CVE-2024-7602 is a directory traversal vulnerability classified under CWE-22 affecting Logsign Unified SecOps Platform version 6.4.20. The flaw arises from insufficient validation of user-supplied file paths in the platform's HTTP API service, which operates over HTTPS on TCP port 443. An authenticated attacker can manipulate path parameters to traverse directories outside the intended restricted directory, thereby accessing arbitrary files on the underlying system. Since the API runs with root privileges, the attacker can disclose highly sensitive information, potentially including system configuration files, credentials, or logs. The vulnerability does not require user interaction but does require valid authentication credentials, which could be obtained through legitimate user accounts or compromised credentials. The CVSS v3.0 base score is 6.5, reflecting a medium severity with high confidentiality impact but no impact on integrity or availability. No public exploits have been reported yet, but the vulnerability poses a significant risk to organizations relying on this platform for security operations and monitoring.
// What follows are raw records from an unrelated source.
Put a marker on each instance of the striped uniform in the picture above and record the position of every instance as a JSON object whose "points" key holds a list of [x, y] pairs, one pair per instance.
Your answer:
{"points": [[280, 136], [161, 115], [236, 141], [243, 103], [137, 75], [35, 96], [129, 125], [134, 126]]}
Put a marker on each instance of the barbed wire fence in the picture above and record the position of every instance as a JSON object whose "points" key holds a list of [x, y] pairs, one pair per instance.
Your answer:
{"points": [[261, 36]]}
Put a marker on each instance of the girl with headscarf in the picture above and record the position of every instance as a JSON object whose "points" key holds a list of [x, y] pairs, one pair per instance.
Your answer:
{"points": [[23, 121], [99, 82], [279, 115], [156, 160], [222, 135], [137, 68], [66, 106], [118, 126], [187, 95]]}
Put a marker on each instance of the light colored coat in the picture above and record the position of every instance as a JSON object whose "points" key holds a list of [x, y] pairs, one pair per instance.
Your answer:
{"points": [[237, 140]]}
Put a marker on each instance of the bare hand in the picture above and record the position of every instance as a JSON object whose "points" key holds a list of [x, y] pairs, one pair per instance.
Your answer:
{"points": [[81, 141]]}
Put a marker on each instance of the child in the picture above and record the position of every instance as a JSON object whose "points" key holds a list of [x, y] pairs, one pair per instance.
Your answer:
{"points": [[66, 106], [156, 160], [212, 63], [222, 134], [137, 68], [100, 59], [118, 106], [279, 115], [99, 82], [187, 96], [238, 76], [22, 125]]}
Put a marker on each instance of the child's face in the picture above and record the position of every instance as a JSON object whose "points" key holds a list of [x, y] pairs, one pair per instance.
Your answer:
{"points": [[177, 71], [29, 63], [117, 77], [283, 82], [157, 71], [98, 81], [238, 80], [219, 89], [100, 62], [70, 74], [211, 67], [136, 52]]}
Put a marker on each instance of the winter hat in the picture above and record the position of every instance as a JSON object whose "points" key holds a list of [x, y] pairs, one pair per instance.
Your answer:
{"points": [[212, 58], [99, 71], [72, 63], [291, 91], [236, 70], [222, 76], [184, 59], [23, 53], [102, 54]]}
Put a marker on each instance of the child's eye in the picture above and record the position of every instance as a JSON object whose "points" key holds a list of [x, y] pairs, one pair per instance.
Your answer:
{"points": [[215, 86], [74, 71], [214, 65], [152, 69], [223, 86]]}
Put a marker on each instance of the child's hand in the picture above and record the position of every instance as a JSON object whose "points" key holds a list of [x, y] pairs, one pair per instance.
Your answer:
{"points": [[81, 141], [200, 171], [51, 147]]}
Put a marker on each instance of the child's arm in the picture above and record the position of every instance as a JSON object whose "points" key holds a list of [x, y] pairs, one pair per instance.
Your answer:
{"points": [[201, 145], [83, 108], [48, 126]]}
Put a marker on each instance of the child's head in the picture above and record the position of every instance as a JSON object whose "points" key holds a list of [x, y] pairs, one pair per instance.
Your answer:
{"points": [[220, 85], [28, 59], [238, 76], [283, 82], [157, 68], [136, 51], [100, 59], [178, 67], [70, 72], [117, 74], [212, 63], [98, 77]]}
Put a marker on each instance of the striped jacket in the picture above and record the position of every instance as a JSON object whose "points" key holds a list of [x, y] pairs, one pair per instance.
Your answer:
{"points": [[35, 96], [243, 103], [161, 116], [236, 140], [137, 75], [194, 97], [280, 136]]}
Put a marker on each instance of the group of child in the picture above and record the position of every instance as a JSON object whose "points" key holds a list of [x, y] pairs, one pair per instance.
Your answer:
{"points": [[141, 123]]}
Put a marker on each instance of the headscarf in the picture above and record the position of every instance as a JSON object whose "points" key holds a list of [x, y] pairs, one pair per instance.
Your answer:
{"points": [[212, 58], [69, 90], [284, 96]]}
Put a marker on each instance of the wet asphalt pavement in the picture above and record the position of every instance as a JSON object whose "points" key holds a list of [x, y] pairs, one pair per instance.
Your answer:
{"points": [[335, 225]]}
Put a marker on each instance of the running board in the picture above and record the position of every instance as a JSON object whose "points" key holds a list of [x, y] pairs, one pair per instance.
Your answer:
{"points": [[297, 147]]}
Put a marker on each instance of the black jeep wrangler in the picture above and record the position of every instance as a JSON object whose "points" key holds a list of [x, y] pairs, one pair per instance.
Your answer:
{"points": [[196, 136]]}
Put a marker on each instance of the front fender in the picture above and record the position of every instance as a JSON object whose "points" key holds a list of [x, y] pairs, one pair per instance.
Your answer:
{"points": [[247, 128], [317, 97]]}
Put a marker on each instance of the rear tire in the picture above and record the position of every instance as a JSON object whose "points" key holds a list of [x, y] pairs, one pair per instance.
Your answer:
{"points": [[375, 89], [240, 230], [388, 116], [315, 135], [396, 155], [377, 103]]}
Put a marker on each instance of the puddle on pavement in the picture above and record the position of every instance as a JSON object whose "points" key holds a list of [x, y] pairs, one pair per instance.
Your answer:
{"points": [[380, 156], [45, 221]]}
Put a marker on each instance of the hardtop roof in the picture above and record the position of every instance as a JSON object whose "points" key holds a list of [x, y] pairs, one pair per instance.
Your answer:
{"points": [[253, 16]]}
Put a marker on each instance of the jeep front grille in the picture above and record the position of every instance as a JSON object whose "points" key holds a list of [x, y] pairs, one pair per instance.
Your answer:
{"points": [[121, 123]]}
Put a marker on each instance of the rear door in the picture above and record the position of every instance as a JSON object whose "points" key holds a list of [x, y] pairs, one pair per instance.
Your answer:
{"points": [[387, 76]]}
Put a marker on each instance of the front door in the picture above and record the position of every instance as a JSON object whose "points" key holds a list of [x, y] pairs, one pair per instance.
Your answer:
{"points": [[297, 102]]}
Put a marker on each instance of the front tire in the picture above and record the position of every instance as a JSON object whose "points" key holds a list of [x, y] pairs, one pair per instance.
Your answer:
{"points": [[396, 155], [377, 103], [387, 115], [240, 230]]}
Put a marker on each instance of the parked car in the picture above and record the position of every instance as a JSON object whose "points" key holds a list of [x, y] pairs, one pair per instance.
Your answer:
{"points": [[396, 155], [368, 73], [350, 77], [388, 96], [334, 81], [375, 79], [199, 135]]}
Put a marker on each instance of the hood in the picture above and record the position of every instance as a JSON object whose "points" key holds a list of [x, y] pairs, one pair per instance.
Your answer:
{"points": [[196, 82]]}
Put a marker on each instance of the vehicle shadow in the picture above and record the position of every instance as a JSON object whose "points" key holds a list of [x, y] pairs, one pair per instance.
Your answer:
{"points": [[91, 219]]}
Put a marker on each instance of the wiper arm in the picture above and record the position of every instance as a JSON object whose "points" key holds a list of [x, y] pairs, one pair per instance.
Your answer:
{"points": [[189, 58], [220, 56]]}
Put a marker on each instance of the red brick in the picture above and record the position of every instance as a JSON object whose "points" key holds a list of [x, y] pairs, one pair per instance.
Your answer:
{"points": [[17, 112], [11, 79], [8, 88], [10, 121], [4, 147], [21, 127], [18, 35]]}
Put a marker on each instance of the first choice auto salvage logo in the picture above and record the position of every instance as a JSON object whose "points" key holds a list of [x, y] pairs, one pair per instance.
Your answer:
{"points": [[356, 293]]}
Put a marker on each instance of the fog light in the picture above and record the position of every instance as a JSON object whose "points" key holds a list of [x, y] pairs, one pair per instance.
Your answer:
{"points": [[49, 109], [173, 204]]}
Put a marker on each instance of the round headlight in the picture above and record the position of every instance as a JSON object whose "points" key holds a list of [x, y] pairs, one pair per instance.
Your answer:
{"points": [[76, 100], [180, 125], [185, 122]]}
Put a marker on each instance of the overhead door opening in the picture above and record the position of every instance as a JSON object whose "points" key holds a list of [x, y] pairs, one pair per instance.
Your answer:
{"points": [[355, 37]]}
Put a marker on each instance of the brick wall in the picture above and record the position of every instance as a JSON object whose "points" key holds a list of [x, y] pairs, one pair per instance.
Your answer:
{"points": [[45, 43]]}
The lack of proper input sanitization in file path handling is the root cause, emphasizing the need for strict validation and sanitization of user inputs in API endpoints.

The primary impact of CVE-2024-7602 is unauthorized disclosure of sensitive information due to directory traversal. Attackers with valid credentials can access files outside the intended directory scope, potentially exposing critical system files, security logs, or credentials. This can lead to further compromise, including privilege escalation or lateral movement within the network. Organizations using Logsign Unified SecOps Platform may face data breaches, loss of confidentiality, and erosion of trust in their security monitoring infrastructure. Since the API runs with root privileges, the scope of accessible data is extensive, increasing the risk severity. The vulnerability does not directly affect system integrity or availability but can be a stepping stone for more severe attacks. The requirement for authentication limits exploitation to insiders or attackers who have compromised credentials, but this does not diminish the risk for organizations with weak credential management or insider threats.

1. Apply patches or updates from Logsign as soon as they become available to address this vulnerability. 2. In the absence of an official patch, implement strict input validation and sanitization on the HTTP API service to reject any path traversal sequences such as '../'. 3. Restrict access to the HTTP API service to trusted networks and users only, using network segmentation and firewall rules. 4. Enforce strong authentication mechanisms, including multi-factor authentication, to reduce the risk of credential compromise. 5. Monitor and audit API access logs for unusual file access patterns or attempts to access unauthorized paths. 6. Limit the privileges of the API service process if possible, avoiding root-level execution to minimize impact. 7. Educate administrators and users about the risks of credential sharing and phishing to prevent unauthorized access. 8. Conduct regular security assessments and penetration testing focusing on API endpoints to detect similar vulnerabilities early.